Wiki is a short form of the Hawaiian word wiki-wiki, which means quick. A wiki is an easily made web page, where users can create and edit content and link to other web pages anytime they want. Wikis can be made using open source software such as Wikispaces or PBwiki. For short videos explaining wikis, see What is a Wiki or Wikis in Plain English.
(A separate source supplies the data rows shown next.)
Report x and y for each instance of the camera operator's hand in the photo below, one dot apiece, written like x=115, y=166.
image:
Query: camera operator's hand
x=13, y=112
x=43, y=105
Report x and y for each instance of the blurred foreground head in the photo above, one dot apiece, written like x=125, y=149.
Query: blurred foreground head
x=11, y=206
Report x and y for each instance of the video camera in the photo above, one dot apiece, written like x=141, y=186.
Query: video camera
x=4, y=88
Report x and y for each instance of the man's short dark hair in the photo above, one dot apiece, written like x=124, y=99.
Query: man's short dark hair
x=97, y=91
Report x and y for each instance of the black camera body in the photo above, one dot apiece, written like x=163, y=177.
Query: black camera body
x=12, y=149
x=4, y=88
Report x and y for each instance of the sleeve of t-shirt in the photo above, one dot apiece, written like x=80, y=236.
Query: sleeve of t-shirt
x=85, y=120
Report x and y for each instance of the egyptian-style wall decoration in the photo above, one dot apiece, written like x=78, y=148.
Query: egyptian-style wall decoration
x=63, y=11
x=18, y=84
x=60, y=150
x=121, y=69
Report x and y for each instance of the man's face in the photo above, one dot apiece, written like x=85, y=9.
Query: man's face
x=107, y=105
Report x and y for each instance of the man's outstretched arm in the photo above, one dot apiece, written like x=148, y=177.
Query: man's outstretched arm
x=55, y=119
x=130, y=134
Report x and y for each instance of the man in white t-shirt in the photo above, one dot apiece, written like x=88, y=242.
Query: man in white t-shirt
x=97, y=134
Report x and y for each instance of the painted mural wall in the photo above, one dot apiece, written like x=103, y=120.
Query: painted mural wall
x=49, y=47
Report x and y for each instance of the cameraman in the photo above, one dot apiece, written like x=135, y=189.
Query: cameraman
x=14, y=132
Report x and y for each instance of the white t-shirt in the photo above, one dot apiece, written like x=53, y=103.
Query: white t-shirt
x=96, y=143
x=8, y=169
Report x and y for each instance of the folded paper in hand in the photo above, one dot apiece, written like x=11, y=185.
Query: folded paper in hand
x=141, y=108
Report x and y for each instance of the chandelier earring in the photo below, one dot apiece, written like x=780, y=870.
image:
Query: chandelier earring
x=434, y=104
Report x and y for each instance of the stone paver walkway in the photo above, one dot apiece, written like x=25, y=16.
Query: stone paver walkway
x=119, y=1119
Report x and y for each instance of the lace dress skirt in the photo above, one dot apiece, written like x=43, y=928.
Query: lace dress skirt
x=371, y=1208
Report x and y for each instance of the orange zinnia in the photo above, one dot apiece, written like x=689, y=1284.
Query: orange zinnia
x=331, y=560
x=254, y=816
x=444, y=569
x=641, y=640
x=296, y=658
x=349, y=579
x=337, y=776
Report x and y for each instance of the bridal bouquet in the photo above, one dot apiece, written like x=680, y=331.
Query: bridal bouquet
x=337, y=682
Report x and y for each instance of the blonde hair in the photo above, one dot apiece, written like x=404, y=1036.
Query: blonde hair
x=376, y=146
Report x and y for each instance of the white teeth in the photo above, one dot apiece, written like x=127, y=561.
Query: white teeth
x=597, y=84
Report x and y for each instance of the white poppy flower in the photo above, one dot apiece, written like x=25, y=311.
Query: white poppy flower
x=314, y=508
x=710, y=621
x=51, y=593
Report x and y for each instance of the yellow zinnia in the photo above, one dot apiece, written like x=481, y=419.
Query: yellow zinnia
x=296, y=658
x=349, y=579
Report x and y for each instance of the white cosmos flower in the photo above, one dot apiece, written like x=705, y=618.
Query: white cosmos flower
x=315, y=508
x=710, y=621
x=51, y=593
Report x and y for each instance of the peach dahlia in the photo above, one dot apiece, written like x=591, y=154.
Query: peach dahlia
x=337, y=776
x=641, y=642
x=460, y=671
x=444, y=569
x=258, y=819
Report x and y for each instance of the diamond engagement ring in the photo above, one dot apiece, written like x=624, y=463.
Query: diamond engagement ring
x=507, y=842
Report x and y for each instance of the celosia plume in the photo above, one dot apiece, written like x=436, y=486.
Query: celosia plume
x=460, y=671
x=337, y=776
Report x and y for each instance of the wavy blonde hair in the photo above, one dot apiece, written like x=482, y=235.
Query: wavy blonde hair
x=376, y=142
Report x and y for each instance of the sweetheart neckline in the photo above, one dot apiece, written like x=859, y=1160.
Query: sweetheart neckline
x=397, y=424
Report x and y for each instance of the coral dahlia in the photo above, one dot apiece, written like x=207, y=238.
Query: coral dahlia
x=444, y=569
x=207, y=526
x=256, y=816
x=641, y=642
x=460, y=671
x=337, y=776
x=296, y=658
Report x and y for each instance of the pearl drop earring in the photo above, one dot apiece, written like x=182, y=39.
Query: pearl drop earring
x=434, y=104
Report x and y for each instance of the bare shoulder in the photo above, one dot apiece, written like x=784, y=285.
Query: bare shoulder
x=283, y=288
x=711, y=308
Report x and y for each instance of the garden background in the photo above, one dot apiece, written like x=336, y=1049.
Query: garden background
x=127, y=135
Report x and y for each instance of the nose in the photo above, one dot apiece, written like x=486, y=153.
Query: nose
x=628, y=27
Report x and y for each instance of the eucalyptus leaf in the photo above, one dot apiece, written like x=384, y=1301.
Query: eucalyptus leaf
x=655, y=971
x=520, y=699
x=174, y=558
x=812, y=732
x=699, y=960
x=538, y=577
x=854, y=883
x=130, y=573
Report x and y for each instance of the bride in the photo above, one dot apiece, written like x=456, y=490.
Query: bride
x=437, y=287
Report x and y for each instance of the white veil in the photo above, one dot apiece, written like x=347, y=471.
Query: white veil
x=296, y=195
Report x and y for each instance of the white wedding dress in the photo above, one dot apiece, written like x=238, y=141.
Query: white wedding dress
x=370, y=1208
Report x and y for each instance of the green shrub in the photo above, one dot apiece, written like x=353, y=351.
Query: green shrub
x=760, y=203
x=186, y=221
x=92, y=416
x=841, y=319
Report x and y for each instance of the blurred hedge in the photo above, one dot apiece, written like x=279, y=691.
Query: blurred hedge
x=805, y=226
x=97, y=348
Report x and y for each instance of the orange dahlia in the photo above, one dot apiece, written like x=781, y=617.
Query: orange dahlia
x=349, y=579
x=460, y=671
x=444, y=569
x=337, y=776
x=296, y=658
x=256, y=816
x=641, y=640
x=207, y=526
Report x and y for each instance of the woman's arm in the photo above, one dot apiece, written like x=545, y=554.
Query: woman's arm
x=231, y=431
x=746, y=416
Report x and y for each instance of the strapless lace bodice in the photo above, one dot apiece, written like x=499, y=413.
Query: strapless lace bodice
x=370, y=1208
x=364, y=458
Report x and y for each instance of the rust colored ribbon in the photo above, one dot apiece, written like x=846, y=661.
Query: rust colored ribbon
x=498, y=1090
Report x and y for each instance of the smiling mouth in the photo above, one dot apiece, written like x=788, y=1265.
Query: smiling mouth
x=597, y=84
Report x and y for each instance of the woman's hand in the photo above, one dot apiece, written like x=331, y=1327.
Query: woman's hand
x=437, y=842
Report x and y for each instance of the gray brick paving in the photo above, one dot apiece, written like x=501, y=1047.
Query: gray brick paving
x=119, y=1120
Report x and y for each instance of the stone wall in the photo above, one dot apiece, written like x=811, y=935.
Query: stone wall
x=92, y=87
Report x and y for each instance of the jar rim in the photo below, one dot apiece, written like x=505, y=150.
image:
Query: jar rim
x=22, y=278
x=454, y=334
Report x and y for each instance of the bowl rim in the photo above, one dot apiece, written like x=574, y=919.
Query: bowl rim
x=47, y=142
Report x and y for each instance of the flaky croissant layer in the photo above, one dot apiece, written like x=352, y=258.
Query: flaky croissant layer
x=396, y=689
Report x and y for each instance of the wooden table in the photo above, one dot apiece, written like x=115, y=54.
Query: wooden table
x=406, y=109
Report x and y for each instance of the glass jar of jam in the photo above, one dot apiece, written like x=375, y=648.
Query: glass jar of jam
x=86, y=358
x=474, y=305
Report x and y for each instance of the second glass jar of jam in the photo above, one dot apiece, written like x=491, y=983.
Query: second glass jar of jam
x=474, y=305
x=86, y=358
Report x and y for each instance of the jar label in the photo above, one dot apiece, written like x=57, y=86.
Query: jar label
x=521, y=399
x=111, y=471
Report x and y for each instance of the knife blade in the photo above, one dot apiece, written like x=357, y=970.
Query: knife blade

Wikipedia is one of the best known wikis with 2, 249,000+ articles, contributed and edited by anyone choosing to do so, demonstrating the power of collaboration. The big questions is: if anyone can edit anything on the site, how can you trust what you read on a wiki? There must be concern for accuracy of information on sites like Wikipedia, but in Will Richardson’s view, it seems there are more people who are interested in getting it right than there are those who want to simply contribute or even vandalize. In the online magazine Slate, Chris Wilson in his blog The Wisdom of the Chaperones, criticizes Wikipedia for claiming to be democratic when in fact there is “authorial domination by 1 percent of contributors”. This certainly isn’t the kind of user-generated collaboration to which Wikipedia attests. Is this kind of management necessary to maintain reliability? Alex Halavais (2004), a professor from the University of Buffalo experimented by creating 13 errors on Wikipedia, which were all fixed within a couple of hours. In December 2005, the magazine Nature compared 43 entries in Wikipedia with the same entries in Encyclopedia Brittanica and found Wikipedia to be only slightly less accurate.
Like blogs, wikis are becoming popular in just about any aspect of life on this planet. You can find wikis on just about anything including Travel, Star Trek and even Teacher-Librarianship. Corporations have started using wikis to manage information and universities and colleges are beginning to use them with their faculty and students. This type of collaboration is becoming more popular, especially with controlled access to a wiki providing a quick and easy intranet.